Yani, bu insanlığın hepimizi birleştirdiğini anlamalıyız. Ve aynı şey birimizin başına gelseydi, aynı şekilde hissederdik. Fakat kırılganlığımızı kabul etmekte zorlanıyoruz. Kırılganlığı kabul etmek yerine kendimizi öğüt verenin rolüne koymak daha kolaydır - "süperego", süper kahraman, mükemmellik. Sadece kırılganlığı kabul ederek ve onunla bağlantı kurarak eve geri dönmenin bir yolunu bulabiliriz. Bunu yapmazsak, iyi niyetli olabiliriz, fakat kişinin kalbine ulaşamayız. Anlaşıldıklarını hissetmemiş olurlar.

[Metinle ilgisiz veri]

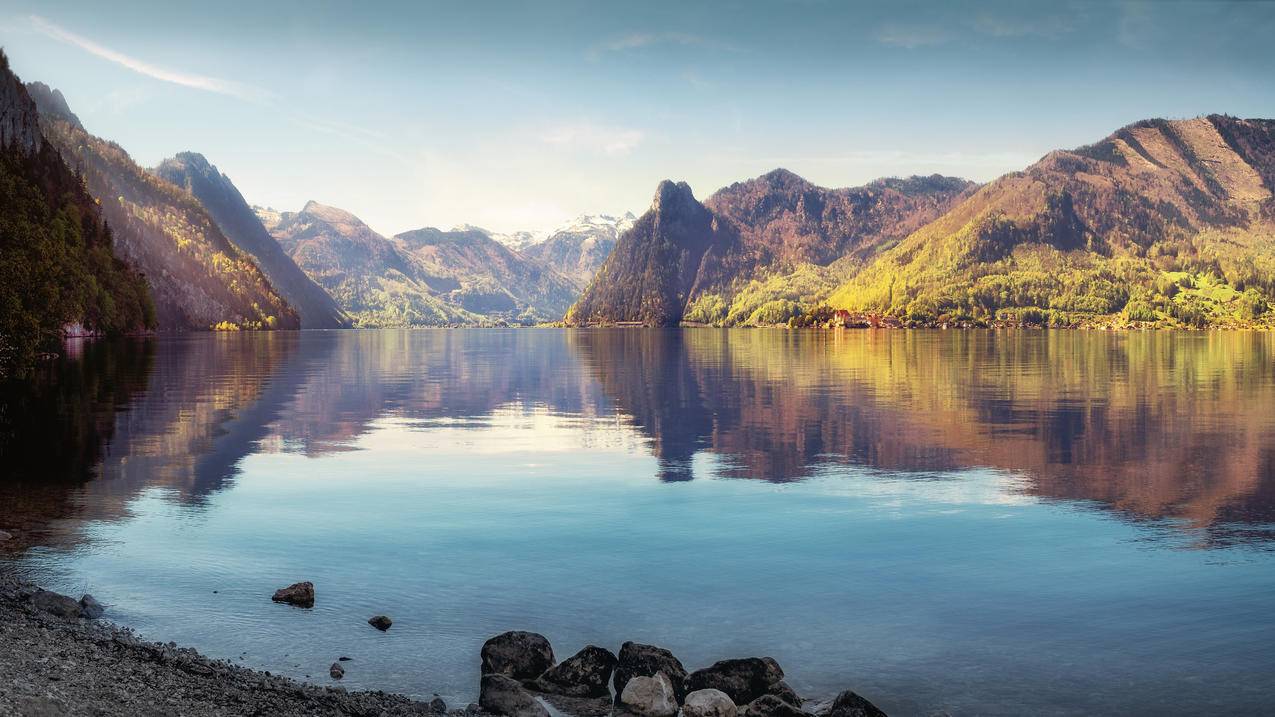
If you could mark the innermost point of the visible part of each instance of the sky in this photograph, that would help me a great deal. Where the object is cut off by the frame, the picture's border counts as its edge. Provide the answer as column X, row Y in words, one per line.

Mario, sana daha kişisel bir soru sormak istiyorum: Senin için imkansız olan şey nedir?
İmkansız şeylerden bahsettiğimde, bir süpermen veya süper kadının yapabileceği bir şeyden değil, herhangi bir insanın dolu dolu, anlamlı bir hayat yaşamak için yapabileceği bir şeyden bahsettiğimi unutmayın. Benim için en zor şey, belirli anlarda egomun bana dayatmak istediği sınırlamaların üstesinden gelmektir. Egoyu aşmak, ben bile özümün içine karışmadığımdan emin olmak. Bu benim sürekli meydan okumamdır. Bazen başarılı oluyorum, bazen olmuyorum. Ve kırılganlığımı kabul etmeliyim.

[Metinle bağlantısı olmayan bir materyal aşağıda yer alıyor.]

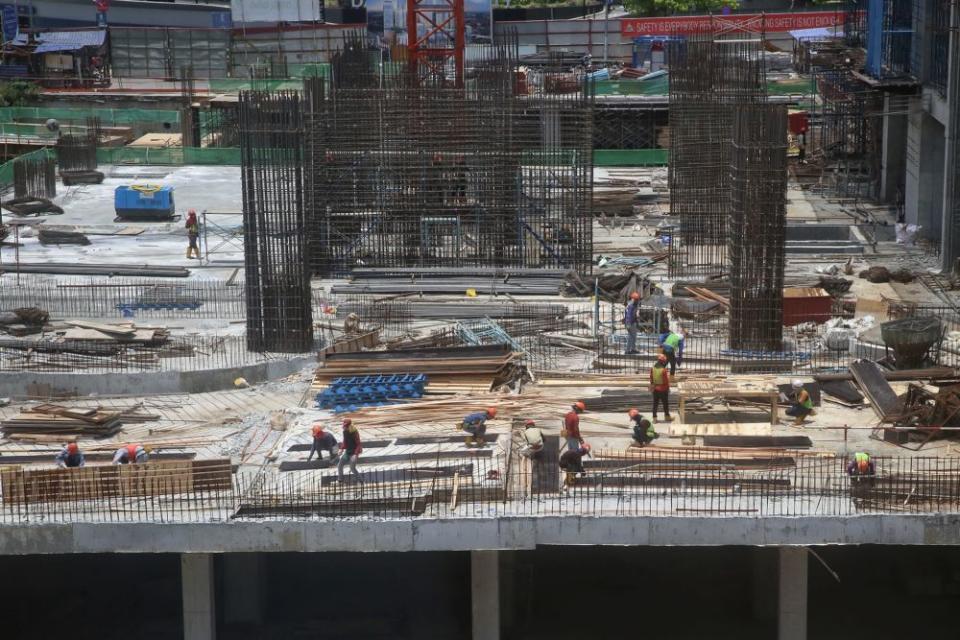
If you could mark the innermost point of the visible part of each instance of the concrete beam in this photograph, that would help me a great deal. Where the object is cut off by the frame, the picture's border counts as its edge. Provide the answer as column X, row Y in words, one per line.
column 792, row 618
column 485, row 594
column 199, row 613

Bunu daha iyi anlayabilmemiz için bize bir örnek verebilir misiniz?
Evet, tabii ki. Meksika'da bir sürü insanın önünde bir konuşma yapıyordum. Katılımcı sayısı yüzünden değildi ama sahneye çıkmaktan korkuyordum. Çok şaşırmıştım çünkü benim için normal bir duygu değildi. Ve orada, sahne arkasında, dışarı çıkmak üzereyken kendime sordum: "Sana ne oluyor, Mario? Neden korkuyorsun?"
Ve fark ettim ki: Parlamayı önemsiyordum. Bunu gerçekten iyi yapmak istiyordum. Sonra kendi kendime dedim ki, "Sen parlamak için burada değilsin. Aydınlatmak için buradasın." O anda korku kayboldu. Ama beni uçurumun kenarına getiren egoydu. Ego, "Parlamalısın." dedi. Bunu fark ederek, bunun üstesinden gelebildim. Diğer zamanlarda başaramadım. Benim meydan okumam bu: Bu sınırların üstesinden gelmek.

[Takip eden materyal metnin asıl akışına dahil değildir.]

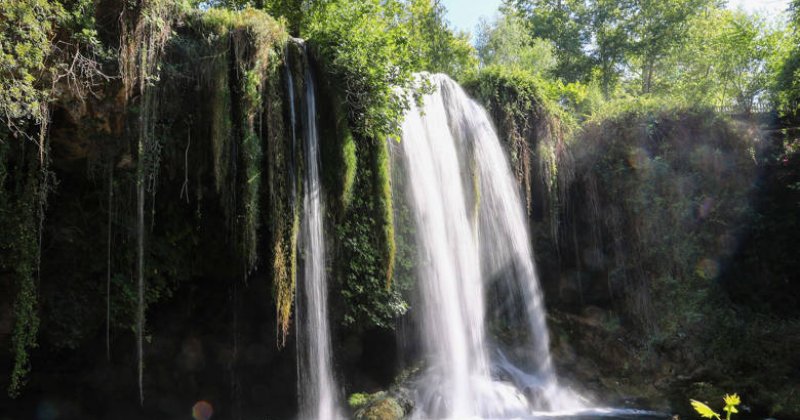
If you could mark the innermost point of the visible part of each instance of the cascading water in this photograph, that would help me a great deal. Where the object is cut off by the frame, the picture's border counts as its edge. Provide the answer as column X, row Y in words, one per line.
column 317, row 388
column 456, row 167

Ama tekrar ediyorum, imkansızı başarmaktan bahsettiğimde, bu kibire değil, alçakgönüllülüğe bir övgüdür. Bu, açığa çıkarılabilecek uykuda bir potansiyelimizin olduğunu fark etmektir. Mükemmelliği talep etmekle ilgili değildir. Ben de dahil olmak üzere herkesin düşüş, düşüş, çölleşme anları vardır... Önemli olan, bunun üstesinden gelebileceğinizi bilmek ve bunu yapma isteğine sahip olmaktır. Bazen başarılı olursunuz. Diğer zamanlarda ise başaramazsınız. Ama her zaman öğrenirsiniz ve sizi engelleme gücü giderek azalır.
Bu bir hayat süreci, değil mi?
Kesinlikle. Sihirli bir formül yok, ancak belirli stratejileri, metodolojileri vb. uygularsanız, üstesinden gelme yeteneğiniz fırlar. Her durumda, her zaman başarılı olacağınızı düşünmek kibirdir. Birisi her şeyin üstesinden gelebileceğini düşündüğünde, hayat onu yerine koyar.